- IATA: none; ICAO: none; FAA LID: 0N6;

Summary
- Airport type: Public
- Owner: Emad Albanna
- Serves: Felton, Delaware
- Time zone: UTC−05:00 (-5)
- • Summer (DST): UTC−04:00 (-4)
- Elevation AMSL: 50 ft (15 m)
- Coordinates: 39°00′46″N 075°32′02″W﻿ / ﻿39.01278°N 75.53389°W

Map
- Interactive map of Henderson Aviation Airport

Runways
| Direction | Length |  | Surface |
| ft | m |
| 15/33 | 2,048 | 624 | Turf |

Statistics (2017)
- Aircraft operations: 10
- Source: Federal Aviation Administration

= Henderson Aviation Airport =

Henderson Aviation Airport (also known as Albanna Aviation Airport) is an airport located two nautical miles (4 km) northeast of the central business district of Felton, a town in Kent County, Delaware, United States. It is privately owned by Emad Albanna.

As of May 2023, a NOTAM marks the airport as closed except to aircraft with prior permission to land there.

== Facilities and aircraft ==
Henderson Aviation Airport, founded by and originally named for David O. Henderson, covers an area of 86 acre at an elevation of 50 feet (15 m) above mean sea level. It has one runway designated as runway 15/33 with a turf surface and measuring 2,048 by 40 feet (624 x 12 m). Based on the 12 month period ending August 29, 2017, the airport averages 10 aircraft operations per year, all general aviation. This is down from 1,800 operations per year in 2002.

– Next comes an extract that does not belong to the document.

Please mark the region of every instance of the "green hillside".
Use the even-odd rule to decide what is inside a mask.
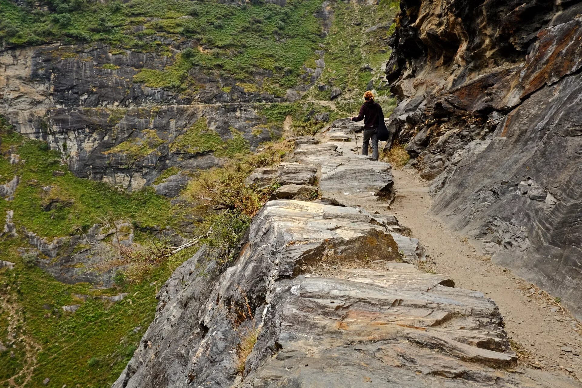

The airport does not have a fixed-base operator and has no fuel.

== Accidents and incidents ==

- On August 1, 2005, a Grumman Ag Cat was returning to Albanna Aviation Airport when it experienced a total loss of engine power. The aircraft landed hard on a soybean field, bounced, and came to rest inverted. The commercial pilot aboard was not injured. The probable cause of the accident was found to be the aircraft's mechanic's failure to comply with an airworthiness directive at the aircraft's last annual inspection, resulting in a total failure of the second stage turbine rotor.